By Nancy Dahlberg / [email protected] 

RIP, Jugofresh.

Matthew Sherman, founder and CEO of the cold-pressed juice store company, announced to the Jugofresh community the locations are closing as of today and thanked his customers, employees and vendors.

“I love people and I love creating but running a business is different than creating. I started Jugofresh with the sole intention to create a community that carried the vibration of plants and approached healthy eating with open hearts and childlike mind. I believe we were able to achieve a lot of our goals. I thought that if you make a business and do good in the community, everything will work out.
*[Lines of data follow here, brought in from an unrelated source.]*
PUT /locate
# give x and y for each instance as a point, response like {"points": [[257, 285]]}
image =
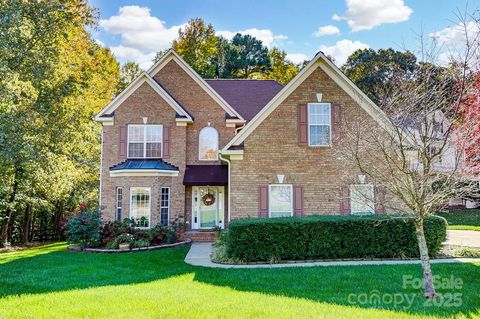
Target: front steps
{"points": [[201, 236]]}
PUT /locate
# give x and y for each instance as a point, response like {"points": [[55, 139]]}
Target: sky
{"points": [[135, 30]]}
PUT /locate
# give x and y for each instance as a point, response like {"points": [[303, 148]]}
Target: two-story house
{"points": [[176, 145]]}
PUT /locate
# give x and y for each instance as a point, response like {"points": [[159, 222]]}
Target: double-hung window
{"points": [[164, 205], [280, 200], [140, 204], [119, 198], [362, 199], [319, 124], [145, 141]]}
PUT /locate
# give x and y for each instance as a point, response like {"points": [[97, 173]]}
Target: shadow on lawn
{"points": [[59, 270]]}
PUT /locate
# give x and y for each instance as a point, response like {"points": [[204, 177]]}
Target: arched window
{"points": [[208, 144]]}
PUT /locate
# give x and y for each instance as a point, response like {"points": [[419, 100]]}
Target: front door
{"points": [[207, 207]]}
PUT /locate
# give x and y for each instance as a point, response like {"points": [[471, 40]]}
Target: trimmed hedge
{"points": [[330, 237]]}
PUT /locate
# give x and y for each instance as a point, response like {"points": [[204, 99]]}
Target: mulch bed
{"points": [[114, 251], [23, 246]]}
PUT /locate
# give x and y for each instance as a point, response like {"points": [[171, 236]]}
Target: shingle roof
{"points": [[156, 164], [247, 97]]}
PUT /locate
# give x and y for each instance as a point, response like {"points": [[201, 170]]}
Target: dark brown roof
{"points": [[247, 97], [203, 175]]}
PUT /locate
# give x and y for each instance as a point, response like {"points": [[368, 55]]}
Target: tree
{"points": [[250, 56], [282, 70], [423, 116], [224, 60], [197, 44], [469, 126], [54, 79], [128, 72], [373, 71]]}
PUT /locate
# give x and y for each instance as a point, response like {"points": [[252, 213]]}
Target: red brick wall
{"points": [[145, 102], [199, 104], [273, 149]]}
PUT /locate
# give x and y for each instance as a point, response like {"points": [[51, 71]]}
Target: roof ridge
{"points": [[242, 80]]}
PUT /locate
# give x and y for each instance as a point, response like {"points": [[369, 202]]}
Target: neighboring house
{"points": [[175, 145]]}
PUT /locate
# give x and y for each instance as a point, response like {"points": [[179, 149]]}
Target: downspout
{"points": [[229, 173], [228, 187], [239, 128], [101, 168]]}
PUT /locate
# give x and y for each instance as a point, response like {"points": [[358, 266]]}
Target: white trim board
{"points": [[130, 89], [172, 55], [319, 61]]}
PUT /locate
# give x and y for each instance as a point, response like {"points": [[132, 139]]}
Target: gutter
{"points": [[229, 170]]}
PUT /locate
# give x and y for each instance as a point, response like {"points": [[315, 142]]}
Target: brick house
{"points": [[209, 151]]}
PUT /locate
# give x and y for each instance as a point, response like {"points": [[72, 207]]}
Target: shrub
{"points": [[467, 252], [84, 229], [112, 230], [330, 237], [157, 234], [125, 239], [139, 243]]}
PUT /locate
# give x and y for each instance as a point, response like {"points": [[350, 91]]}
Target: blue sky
{"points": [[135, 30]]}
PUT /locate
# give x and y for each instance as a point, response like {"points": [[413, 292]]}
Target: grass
{"points": [[49, 282], [468, 219]]}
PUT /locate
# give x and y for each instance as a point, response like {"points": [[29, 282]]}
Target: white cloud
{"points": [[142, 35], [367, 14], [140, 30], [265, 35], [297, 57], [342, 49], [100, 43], [145, 60], [455, 36], [326, 30]]}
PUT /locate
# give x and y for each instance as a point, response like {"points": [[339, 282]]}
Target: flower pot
{"points": [[125, 246], [471, 204]]}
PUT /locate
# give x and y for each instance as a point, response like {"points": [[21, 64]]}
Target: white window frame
{"points": [[218, 144], [309, 105], [168, 204], [270, 198], [371, 210], [149, 205], [144, 140], [117, 206]]}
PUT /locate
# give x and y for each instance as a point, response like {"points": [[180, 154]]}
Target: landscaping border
{"points": [[118, 251]]}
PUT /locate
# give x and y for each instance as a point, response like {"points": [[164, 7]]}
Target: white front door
{"points": [[207, 207]]}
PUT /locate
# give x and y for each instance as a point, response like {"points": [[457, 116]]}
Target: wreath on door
{"points": [[208, 199]]}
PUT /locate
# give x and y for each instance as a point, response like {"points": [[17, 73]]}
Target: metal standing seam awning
{"points": [[206, 175], [143, 167]]}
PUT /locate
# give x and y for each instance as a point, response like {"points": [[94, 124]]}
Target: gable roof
{"points": [[105, 115], [172, 55], [248, 97], [319, 61]]}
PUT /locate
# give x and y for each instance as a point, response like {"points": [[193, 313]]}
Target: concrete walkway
{"points": [[468, 238], [199, 255]]}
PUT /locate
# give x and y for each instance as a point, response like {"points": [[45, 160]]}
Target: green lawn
{"points": [[468, 219], [49, 282]]}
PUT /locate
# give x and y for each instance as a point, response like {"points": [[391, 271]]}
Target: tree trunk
{"points": [[9, 212], [429, 288], [26, 224], [4, 229]]}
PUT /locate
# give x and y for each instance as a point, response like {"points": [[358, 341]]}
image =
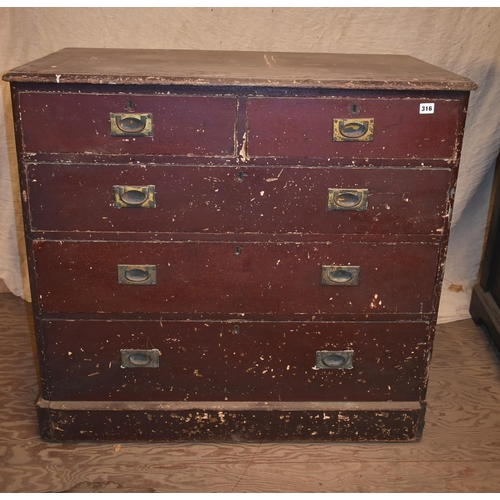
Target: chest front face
{"points": [[251, 255]]}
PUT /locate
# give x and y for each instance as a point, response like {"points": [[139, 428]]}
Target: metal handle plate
{"points": [[134, 196], [131, 124], [348, 129], [136, 274], [340, 275], [334, 360], [140, 358], [347, 199]]}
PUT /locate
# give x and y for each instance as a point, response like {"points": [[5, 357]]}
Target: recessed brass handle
{"points": [[134, 196], [140, 358], [334, 360], [349, 129], [340, 275], [129, 274], [131, 124], [347, 199]]}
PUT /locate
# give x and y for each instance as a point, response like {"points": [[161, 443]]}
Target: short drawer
{"points": [[121, 124], [233, 361], [387, 128], [238, 200], [209, 278]]}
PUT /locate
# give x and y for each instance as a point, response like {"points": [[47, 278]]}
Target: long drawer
{"points": [[352, 128], [128, 124], [234, 199], [194, 278], [228, 361]]}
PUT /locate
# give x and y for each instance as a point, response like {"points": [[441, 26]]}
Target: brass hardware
{"points": [[136, 274], [140, 358], [357, 129], [354, 109], [340, 275], [131, 124], [240, 176], [334, 360], [347, 199], [134, 196]]}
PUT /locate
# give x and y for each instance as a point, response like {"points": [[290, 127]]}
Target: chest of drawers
{"points": [[235, 245]]}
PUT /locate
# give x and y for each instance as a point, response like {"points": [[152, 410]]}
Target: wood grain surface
{"points": [[459, 452]]}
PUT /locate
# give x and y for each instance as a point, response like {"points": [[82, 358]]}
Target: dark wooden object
{"points": [[485, 301], [235, 245]]}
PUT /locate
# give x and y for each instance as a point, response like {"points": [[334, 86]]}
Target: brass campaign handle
{"points": [[348, 129]]}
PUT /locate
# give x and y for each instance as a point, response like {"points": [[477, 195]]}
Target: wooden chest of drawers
{"points": [[235, 245]]}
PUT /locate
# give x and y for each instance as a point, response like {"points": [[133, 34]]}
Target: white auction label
{"points": [[426, 108]]}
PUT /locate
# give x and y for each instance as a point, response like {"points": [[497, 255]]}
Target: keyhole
{"points": [[130, 105], [240, 176]]}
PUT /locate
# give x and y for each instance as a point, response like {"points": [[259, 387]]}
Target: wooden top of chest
{"points": [[238, 68]]}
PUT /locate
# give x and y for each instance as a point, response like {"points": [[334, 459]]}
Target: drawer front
{"points": [[304, 127], [197, 278], [239, 200], [82, 123], [226, 361]]}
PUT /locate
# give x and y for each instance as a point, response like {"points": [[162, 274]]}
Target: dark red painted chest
{"points": [[235, 245]]}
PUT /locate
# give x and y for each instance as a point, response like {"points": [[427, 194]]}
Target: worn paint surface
{"points": [[237, 237]]}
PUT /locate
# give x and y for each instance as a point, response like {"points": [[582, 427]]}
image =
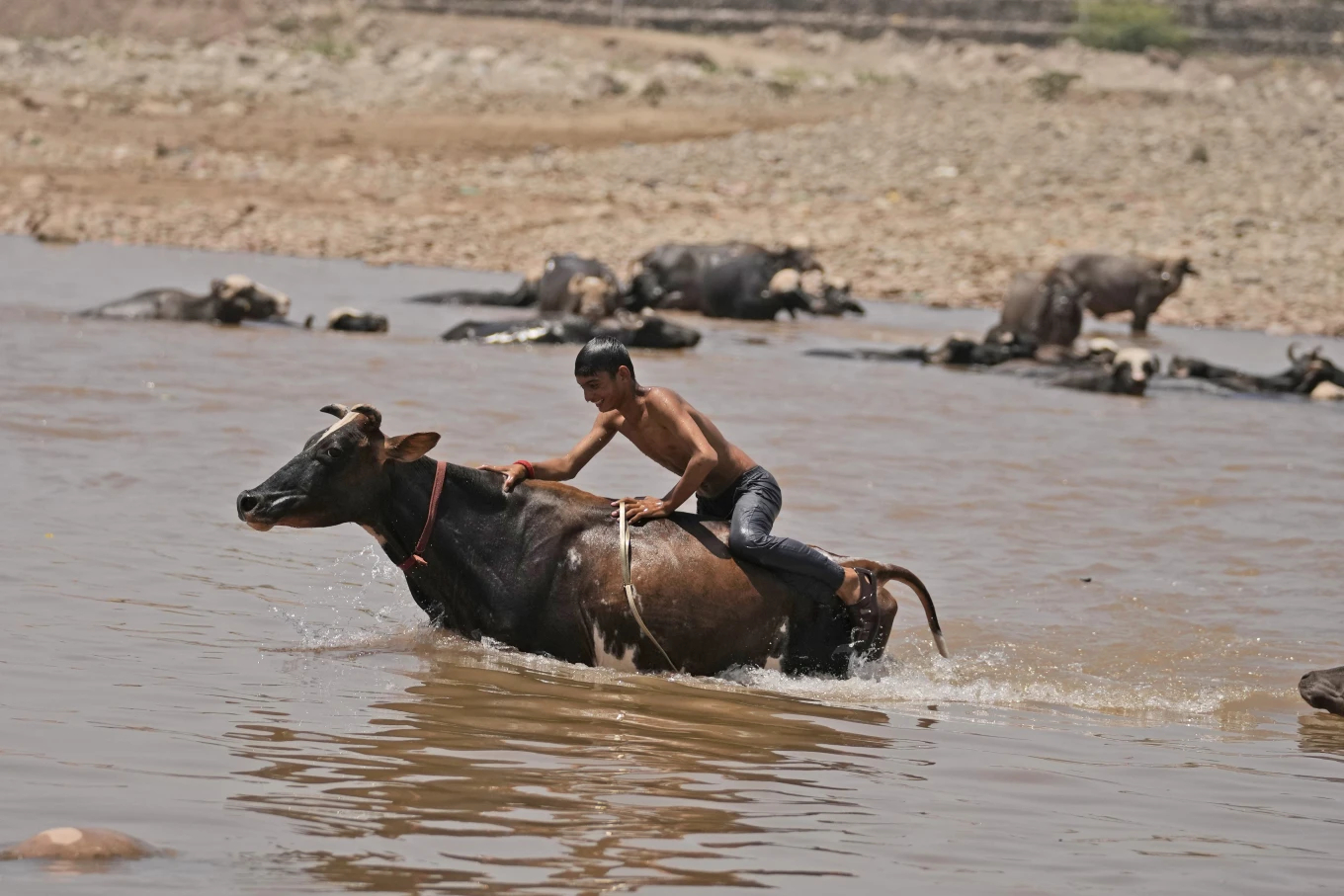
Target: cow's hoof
{"points": [[81, 844]]}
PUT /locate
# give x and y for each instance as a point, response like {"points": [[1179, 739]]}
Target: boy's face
{"points": [[604, 390]]}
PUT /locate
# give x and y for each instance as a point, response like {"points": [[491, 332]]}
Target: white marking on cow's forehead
{"points": [[1137, 358], [604, 660], [339, 424]]}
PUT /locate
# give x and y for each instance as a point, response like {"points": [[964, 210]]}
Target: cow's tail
{"points": [[887, 572]]}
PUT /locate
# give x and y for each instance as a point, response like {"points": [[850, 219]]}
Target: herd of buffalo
{"points": [[575, 298], [1038, 333]]}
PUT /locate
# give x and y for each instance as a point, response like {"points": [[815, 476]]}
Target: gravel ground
{"points": [[924, 171]]}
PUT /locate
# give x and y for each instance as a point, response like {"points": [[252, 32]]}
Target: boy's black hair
{"points": [[602, 355]]}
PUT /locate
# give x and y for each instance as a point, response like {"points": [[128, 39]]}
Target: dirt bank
{"points": [[925, 171]]}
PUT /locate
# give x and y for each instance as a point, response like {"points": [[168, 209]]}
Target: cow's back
{"points": [[1112, 283], [552, 290]]}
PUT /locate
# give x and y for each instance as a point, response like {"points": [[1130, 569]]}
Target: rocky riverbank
{"points": [[928, 171]]}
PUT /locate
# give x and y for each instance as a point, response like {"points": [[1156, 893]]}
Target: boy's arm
{"points": [[703, 459], [562, 467]]}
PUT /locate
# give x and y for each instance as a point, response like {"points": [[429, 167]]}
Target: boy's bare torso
{"points": [[652, 429]]}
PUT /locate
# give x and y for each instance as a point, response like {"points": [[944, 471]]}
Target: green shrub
{"points": [[1131, 26]]}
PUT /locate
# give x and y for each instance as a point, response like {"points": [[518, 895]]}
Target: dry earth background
{"points": [[926, 171]]}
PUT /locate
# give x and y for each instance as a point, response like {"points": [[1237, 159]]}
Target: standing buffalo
{"points": [[230, 299], [674, 276], [1119, 284], [540, 567], [1042, 309]]}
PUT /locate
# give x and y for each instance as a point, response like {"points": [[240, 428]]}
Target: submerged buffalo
{"points": [[1042, 309], [540, 567], [567, 284], [633, 331], [1324, 690], [1119, 284], [230, 299], [353, 320], [674, 276], [1310, 373], [1127, 370]]}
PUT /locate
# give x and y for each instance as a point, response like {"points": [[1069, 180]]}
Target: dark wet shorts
{"points": [[751, 504]]}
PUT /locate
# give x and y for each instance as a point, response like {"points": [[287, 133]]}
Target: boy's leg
{"points": [[749, 538]]}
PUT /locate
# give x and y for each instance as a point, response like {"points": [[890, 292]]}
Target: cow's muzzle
{"points": [[262, 511]]}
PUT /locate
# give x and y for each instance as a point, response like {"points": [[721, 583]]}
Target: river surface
{"points": [[1130, 589]]}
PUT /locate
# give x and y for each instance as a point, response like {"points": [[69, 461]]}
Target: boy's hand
{"points": [[645, 508], [514, 473]]}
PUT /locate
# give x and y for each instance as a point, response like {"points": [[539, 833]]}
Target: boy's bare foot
{"points": [[859, 594]]}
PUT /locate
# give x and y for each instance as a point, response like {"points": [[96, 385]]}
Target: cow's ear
{"points": [[405, 448]]}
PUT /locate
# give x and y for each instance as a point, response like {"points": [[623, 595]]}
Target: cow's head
{"points": [[1313, 368], [1132, 370], [798, 256], [339, 476], [596, 295], [260, 302]]}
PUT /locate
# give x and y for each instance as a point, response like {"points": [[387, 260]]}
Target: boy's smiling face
{"points": [[604, 390]]}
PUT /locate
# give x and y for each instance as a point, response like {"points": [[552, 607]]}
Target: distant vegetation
{"points": [[1130, 26]]}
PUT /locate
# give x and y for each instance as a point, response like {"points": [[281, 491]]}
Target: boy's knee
{"points": [[743, 543]]}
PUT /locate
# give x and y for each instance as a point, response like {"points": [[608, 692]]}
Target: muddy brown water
{"points": [[273, 708]]}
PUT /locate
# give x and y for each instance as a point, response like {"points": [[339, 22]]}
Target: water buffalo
{"points": [[81, 844], [230, 299], [1126, 372], [357, 321], [538, 567], [1126, 284], [956, 351], [672, 276], [1045, 309], [1305, 376], [564, 285], [1324, 690], [633, 331]]}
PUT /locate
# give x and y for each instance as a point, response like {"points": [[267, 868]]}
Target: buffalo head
{"points": [[338, 476]]}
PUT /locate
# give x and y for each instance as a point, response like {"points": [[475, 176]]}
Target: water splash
{"points": [[362, 605]]}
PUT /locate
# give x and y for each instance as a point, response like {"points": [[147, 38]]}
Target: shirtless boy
{"points": [[727, 484]]}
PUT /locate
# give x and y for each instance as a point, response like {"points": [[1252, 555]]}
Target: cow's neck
{"points": [[469, 555]]}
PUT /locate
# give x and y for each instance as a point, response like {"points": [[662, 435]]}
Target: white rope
{"points": [[630, 596]]}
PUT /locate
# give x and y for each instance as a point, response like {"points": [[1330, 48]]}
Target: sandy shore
{"points": [[930, 172]]}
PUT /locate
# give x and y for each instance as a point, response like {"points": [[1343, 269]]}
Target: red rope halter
{"points": [[415, 560]]}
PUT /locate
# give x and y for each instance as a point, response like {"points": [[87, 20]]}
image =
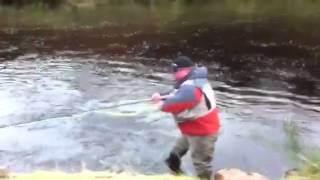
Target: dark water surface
{"points": [[64, 65]]}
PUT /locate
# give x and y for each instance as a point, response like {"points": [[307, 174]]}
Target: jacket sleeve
{"points": [[185, 98]]}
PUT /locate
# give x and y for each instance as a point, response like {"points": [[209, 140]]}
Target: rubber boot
{"points": [[174, 162]]}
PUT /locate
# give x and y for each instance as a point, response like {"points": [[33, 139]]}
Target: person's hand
{"points": [[156, 97]]}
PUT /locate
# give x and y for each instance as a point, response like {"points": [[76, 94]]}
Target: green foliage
{"points": [[308, 158]]}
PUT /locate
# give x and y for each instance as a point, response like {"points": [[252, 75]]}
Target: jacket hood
{"points": [[199, 73]]}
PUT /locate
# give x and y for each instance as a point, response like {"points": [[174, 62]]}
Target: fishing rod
{"points": [[131, 102]]}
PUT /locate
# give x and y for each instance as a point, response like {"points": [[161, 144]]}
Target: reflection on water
{"points": [[68, 96]]}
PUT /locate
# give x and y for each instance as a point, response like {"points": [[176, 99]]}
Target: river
{"points": [[60, 68]]}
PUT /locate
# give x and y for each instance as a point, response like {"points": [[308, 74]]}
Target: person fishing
{"points": [[193, 107]]}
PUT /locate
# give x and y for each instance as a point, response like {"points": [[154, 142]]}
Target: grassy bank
{"points": [[307, 157], [41, 175]]}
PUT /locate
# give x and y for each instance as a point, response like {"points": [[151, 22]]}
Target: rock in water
{"points": [[237, 174], [4, 173]]}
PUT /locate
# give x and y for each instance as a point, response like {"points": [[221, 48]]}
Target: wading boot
{"points": [[173, 162]]}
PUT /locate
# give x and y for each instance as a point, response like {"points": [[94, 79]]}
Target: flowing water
{"points": [[60, 68]]}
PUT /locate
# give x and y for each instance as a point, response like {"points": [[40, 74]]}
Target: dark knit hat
{"points": [[181, 62]]}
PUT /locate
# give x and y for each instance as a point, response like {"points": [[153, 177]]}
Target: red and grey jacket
{"points": [[194, 106]]}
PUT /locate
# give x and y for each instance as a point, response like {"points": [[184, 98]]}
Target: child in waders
{"points": [[193, 107]]}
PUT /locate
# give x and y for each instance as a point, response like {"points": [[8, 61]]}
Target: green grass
{"points": [[306, 156]]}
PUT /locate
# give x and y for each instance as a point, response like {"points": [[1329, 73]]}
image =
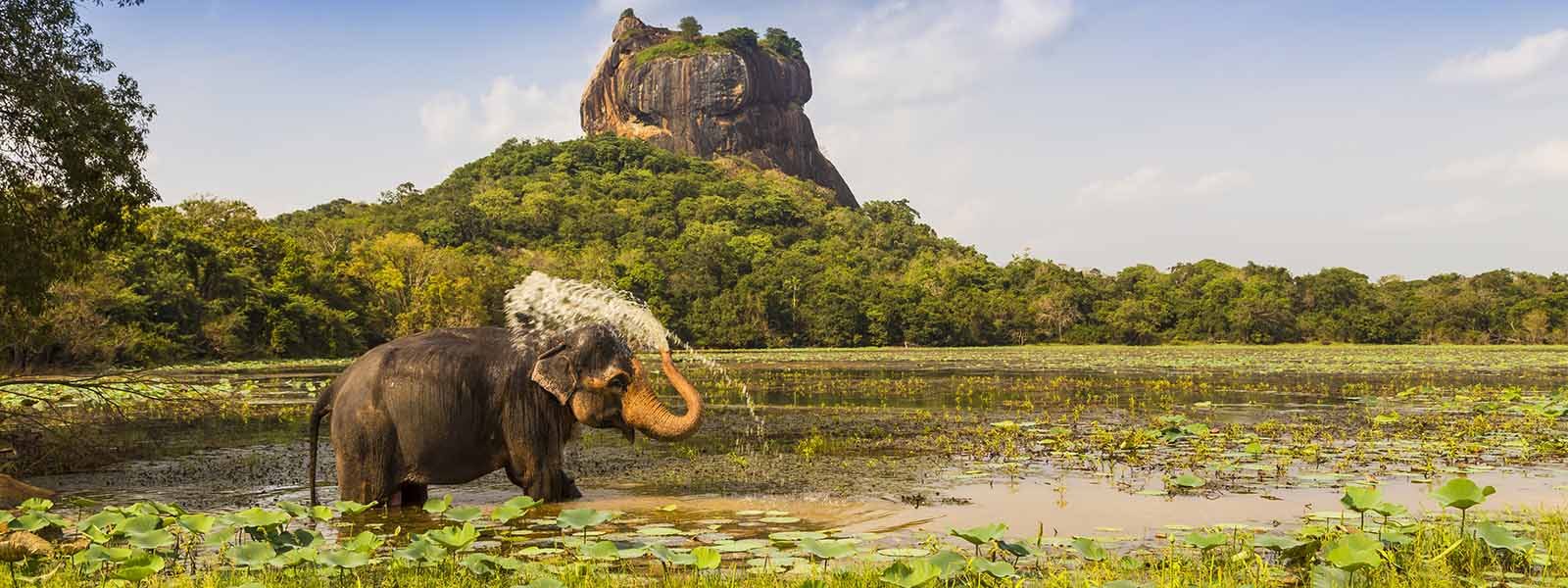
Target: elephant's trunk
{"points": [[643, 412]]}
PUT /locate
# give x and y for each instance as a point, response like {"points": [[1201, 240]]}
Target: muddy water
{"points": [[1092, 507], [1054, 502]]}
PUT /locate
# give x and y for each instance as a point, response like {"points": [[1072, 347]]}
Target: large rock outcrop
{"points": [[734, 101]]}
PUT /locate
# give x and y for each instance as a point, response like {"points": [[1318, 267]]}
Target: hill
{"points": [[728, 255]]}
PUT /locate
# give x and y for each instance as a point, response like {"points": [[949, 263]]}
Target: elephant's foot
{"points": [[412, 494], [569, 490]]}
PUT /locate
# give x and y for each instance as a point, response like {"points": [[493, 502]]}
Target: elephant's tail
{"points": [[323, 407]]}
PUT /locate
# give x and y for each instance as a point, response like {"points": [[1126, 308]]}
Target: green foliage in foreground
{"points": [[725, 255], [162, 545]]}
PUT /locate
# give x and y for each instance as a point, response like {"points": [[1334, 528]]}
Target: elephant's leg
{"points": [[541, 478], [368, 465], [569, 490], [415, 494]]}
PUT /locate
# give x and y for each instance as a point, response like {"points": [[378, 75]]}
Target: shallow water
{"points": [[1092, 507], [1054, 502]]}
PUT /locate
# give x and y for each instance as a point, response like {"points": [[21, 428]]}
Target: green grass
{"points": [[681, 47], [1423, 554]]}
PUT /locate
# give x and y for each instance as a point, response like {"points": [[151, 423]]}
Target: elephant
{"points": [[449, 407]]}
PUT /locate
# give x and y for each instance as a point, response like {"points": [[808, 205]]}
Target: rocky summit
{"points": [[710, 96]]}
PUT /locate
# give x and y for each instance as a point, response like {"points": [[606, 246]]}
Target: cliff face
{"points": [[745, 102]]}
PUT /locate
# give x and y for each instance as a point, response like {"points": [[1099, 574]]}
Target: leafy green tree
{"points": [[690, 28], [71, 146], [778, 41], [739, 38]]}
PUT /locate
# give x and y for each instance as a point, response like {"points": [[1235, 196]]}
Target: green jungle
{"points": [[880, 407], [733, 258]]}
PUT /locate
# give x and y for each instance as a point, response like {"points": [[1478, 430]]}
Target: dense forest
{"points": [[726, 255]]}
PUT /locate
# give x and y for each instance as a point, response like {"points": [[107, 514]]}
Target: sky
{"points": [[1395, 137]]}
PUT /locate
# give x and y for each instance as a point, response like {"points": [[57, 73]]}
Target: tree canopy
{"points": [[726, 255]]}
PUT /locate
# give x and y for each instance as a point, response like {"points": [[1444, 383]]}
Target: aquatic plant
{"points": [[1463, 494]]}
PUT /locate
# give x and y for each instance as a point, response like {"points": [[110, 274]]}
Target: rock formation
{"points": [[741, 101]]}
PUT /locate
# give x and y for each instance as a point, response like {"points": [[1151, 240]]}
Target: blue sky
{"points": [[1395, 138]]}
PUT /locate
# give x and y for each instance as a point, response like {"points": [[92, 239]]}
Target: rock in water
{"points": [[741, 101]]}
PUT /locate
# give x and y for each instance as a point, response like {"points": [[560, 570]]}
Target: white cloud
{"points": [[1544, 162], [1220, 182], [444, 117], [1141, 184], [1024, 23], [506, 110], [1150, 182], [911, 52], [1523, 60]]}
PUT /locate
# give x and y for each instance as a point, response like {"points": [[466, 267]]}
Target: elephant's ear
{"points": [[554, 373]]}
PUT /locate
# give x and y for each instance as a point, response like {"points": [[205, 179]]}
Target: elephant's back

The truth is that a business must be run tightly and I made a lot of mistakes,” the former fitness trainer wrote in his emailed note.

Make no mistake, running a food business is hard. Running a chain of locations is really, really hard. Start with the fact that your product is perishable, and add in rising rents, high overhead, workforce issues, online competition and the fact that most investors shy away and it is no wonder that even the most popular, on-trend eateries fail, despite the best efforts of their passionate founders.

And Sherman was certainly that. He was lauded in the Miami Herald in 2015, named to the Food 50: As an entrepreneur, “he has helped Jugofresh morph from a juice company to a destination for healthy eaters with its raw, vegan food options, even offering specialty vegan pies during the holidays. Sherman is ... giving today’s consumers the kind of unprocessed, locally sourced food they want as part of their healthy, active lifestyles,” the Herald wrote.

Before rapidly growing to multiple locations, Jugofresh launched in 2012 with one store in Sunset Harbor, and called it magic. "I have learned that you cannot bottle magic … My lack of experience and the rapid expansion are what ultimately lead us to close,” Sherman wrote. He told New Times he lost a significant amount of money but said the endeavor was "a great experience." He urged people to patronize local businesses in Miami's culinary scene "or risk a world of national chains."

Some of the entrepreneurial lessons learned, he wrote:

* Employing people that are not making a thriving wage doesn’t feel good and is not functional for a consistent guest experience.

* When you sign a deal with a large company it is difficult to maintain a clear brand message.

* Culture is everything and it’s elusive.

* When expanding a business, it’s all about people and processes.

 “We were faced with 100,000 decisions over the years and we tried to make the right ones but at the end of the day, it just didn’t work,” he wrote to followers.

Jugofresh wasn’t riding a trend, it was leading it. Sherman helped start a healthier eating and wellness wave in South Florida, and leaves Miami with more mindful options than ever.